Analyse et commentaire[modifier | modifier le code]

L’œuvre est constituée de cinq parties :

Première partie. Introduction théorique.[modifier | modifier le code]

Cette introduction théorique comprend deux sections. Dans la première, intitulée "Le sens de l'économie générale", Bataille décrit la science économique comme procédant en isolant le système qu'elle étudie. Mais celui-ci ne devrait-il pas être étudié à l'intérieur d'un ensemble plus vaste ? Les êtres vivants reçoivent généralement plus d'énergie qu'ils n'en ont besoin pour leur survie : « l'énergie solaire est le principe de son développement exubérant ». Cet excédent peut leur servir à croître, mais quand la croissance de l'individu et du groupe n'est plus possible il devient nécessaire de le dépenser sans profit. Ainsi la question essentielle de l'économie générale est la question du luxe.

La deuxième section est intitulée "Lois de l'économie générale". À partir de l'exemple du veau, Bataille pose d'abord que tout organisme dispose de plus d'énergie qu'il n'en est nécessaire au fonctionnement de la vie, d'où la croissance et la reproduction. Seule la limite à la croissance rend possible la dilapidation de l'excédent d'énergie. Or c'est la grandeur de l'espace terrestre qui limite la croissance globale. La pression de la vie se fait à cette limite et se manifeste dans plusieurs effets : d'abord l'extension (illustrée avec l'arène de corrida surpeuplée), puis la dilapidation ou le luxe, qui prend trois formes distinctes : la manducation (certaines espèces en mangent d'autres), la mort et la reproduction sexuée. La technique permet à l'homme d'augmenter ses réserves d'énergie, mais elle occasionne des dilapidations plus grandes, comme les guerres, malgré l'augmentation du niveau de vie (donc de luxe). Cependant, ces deux aspects sont vus comme une double malédiction, d'où le refus de la guerre et le refus de reconnaître que l'augmentation du niveau de vie est luxe. Ainsi la dilapidation est source d'angoisse, parce qu'elle n'est pas reconnue comme loi fondamentale de l'économie générale. D'où la nécessité d'opérer la destruction de cette part maudite consciemment. Les parties suivantes étudient différents types de formes historiques et leurs manières d'opérer cette destruction.

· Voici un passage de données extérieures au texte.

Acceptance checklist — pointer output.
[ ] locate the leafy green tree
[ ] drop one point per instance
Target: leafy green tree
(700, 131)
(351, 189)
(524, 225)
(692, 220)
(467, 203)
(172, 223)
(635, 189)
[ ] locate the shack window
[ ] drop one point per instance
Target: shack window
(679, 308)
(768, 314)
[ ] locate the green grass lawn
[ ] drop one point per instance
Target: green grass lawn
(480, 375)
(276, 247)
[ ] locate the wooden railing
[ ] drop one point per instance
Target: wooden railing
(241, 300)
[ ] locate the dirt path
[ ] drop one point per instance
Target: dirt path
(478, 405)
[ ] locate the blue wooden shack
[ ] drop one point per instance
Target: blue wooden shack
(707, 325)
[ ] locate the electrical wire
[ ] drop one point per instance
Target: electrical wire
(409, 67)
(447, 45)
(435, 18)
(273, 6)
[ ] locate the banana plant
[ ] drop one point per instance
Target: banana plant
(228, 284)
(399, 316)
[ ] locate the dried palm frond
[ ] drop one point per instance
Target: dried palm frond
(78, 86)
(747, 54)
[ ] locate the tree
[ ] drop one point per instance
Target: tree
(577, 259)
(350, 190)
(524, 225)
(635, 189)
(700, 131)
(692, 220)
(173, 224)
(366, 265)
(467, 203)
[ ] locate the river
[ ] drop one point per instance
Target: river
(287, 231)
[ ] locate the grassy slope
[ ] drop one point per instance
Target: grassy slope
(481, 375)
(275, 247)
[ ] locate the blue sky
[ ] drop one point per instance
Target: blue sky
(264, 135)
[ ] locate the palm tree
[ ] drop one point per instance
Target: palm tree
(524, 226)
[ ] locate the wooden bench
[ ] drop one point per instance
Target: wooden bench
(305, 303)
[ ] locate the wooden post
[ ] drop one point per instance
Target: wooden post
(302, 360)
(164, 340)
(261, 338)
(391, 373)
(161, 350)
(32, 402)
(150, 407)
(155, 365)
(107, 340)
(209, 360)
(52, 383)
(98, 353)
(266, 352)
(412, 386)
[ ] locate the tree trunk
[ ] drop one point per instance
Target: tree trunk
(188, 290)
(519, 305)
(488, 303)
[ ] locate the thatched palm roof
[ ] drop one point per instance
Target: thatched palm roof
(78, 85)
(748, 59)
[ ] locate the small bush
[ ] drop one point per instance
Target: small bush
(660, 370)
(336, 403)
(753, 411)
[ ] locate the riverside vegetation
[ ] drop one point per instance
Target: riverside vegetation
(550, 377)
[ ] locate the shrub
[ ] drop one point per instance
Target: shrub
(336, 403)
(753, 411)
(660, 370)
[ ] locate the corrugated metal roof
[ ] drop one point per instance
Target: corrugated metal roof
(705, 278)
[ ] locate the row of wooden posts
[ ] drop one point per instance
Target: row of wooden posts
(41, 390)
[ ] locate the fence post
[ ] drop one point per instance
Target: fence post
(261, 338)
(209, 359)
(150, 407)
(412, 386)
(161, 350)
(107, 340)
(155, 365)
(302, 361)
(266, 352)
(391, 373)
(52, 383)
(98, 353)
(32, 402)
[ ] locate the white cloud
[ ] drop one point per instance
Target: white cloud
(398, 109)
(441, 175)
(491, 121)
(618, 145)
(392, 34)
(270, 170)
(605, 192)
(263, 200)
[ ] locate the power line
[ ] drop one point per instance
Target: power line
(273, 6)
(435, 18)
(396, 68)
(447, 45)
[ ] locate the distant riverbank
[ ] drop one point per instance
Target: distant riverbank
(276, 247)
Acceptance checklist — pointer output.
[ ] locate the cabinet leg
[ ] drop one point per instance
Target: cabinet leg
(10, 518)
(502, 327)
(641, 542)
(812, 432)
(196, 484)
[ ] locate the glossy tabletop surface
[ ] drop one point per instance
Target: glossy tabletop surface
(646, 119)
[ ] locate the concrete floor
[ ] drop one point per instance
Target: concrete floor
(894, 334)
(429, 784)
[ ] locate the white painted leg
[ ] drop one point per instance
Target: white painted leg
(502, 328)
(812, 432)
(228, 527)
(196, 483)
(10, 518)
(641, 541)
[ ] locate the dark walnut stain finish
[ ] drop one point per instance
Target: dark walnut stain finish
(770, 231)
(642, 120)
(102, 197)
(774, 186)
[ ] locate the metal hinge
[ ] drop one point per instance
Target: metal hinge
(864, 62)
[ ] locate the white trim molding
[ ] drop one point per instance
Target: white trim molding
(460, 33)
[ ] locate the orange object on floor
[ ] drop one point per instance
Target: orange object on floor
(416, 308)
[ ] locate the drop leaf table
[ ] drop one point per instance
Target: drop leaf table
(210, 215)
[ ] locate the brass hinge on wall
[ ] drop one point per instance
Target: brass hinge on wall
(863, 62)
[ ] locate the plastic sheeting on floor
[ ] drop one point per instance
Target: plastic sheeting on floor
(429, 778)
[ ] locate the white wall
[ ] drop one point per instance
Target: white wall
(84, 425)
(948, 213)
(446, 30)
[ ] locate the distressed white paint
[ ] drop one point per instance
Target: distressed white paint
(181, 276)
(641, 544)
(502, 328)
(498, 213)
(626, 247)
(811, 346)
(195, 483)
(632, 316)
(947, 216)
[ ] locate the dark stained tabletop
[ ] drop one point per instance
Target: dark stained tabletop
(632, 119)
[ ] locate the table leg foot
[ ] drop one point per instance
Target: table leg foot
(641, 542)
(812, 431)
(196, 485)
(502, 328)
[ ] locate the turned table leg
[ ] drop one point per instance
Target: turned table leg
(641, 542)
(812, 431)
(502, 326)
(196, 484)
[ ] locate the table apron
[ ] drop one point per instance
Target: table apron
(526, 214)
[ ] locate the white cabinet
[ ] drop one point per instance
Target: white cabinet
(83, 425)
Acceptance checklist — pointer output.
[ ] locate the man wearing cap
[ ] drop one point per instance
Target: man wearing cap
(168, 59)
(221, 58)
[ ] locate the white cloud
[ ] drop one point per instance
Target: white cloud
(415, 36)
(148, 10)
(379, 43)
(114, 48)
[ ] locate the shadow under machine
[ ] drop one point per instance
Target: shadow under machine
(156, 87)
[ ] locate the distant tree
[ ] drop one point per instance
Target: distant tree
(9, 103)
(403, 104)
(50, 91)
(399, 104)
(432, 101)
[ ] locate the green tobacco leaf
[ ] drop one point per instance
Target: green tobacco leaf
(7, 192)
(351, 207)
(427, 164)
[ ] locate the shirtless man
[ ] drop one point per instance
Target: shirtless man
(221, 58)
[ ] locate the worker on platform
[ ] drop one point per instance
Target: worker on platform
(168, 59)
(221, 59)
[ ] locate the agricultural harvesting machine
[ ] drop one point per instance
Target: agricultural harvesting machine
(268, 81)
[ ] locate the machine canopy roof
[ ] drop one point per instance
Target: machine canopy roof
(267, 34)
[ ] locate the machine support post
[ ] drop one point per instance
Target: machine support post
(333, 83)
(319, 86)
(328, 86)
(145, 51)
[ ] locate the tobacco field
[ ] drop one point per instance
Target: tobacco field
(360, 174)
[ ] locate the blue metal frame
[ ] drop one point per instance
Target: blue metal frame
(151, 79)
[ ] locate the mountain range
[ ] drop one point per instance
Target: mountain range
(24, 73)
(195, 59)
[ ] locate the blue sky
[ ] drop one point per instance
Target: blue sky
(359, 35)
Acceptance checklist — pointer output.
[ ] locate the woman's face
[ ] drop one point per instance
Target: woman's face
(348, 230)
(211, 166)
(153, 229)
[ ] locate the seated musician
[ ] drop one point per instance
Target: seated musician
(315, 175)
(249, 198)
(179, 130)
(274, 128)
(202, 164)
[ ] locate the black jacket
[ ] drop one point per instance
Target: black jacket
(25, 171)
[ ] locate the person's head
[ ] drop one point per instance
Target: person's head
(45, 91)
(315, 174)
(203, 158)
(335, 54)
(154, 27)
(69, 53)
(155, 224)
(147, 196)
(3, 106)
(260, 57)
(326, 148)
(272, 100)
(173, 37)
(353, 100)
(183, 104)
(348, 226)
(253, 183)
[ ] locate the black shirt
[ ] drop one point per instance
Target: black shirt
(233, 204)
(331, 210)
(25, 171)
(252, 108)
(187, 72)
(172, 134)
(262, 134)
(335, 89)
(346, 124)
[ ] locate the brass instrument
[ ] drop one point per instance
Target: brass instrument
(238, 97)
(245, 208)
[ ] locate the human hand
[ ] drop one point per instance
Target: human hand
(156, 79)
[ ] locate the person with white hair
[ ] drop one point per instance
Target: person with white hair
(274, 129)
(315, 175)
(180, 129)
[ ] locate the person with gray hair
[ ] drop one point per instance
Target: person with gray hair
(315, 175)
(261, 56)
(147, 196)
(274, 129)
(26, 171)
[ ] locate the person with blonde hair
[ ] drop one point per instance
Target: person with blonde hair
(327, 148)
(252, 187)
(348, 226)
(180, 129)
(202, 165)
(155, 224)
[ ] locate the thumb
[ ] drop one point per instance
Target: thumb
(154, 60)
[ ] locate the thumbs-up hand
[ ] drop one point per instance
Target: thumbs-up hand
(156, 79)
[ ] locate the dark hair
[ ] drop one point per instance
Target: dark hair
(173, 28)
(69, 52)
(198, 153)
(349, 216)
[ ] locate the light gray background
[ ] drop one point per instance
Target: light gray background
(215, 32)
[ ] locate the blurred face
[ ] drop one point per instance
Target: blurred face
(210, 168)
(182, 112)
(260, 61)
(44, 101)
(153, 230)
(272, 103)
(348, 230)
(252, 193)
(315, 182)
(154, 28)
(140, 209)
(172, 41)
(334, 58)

Deuxième partie. Les données historiques I. « La société de consumation ».[modifier | modifier le code]

Dans cette partie, Bataille s'intéresse au monde mexicain. La civilisation aztèque est une société de consumation. Les Aztèques « n'étaient pas moins soucieux de sacrifier que nous ne le sommes de travailler » (Bataille cite le chiffre de 20 000 sacrifices humains par an). Leur société n'est pas militaire, la guerre servant à alimenter en esclaves les sacrifices. Il s'agit de donner à boire au soleil le sang des victimes. Celles-ci, sorties de l'ordre réel, peuvent être traitées comme des rois, voire des dieux, lors des fêtes précédant le sacrifice. Elles sont la part maudite, offertes à la consumation.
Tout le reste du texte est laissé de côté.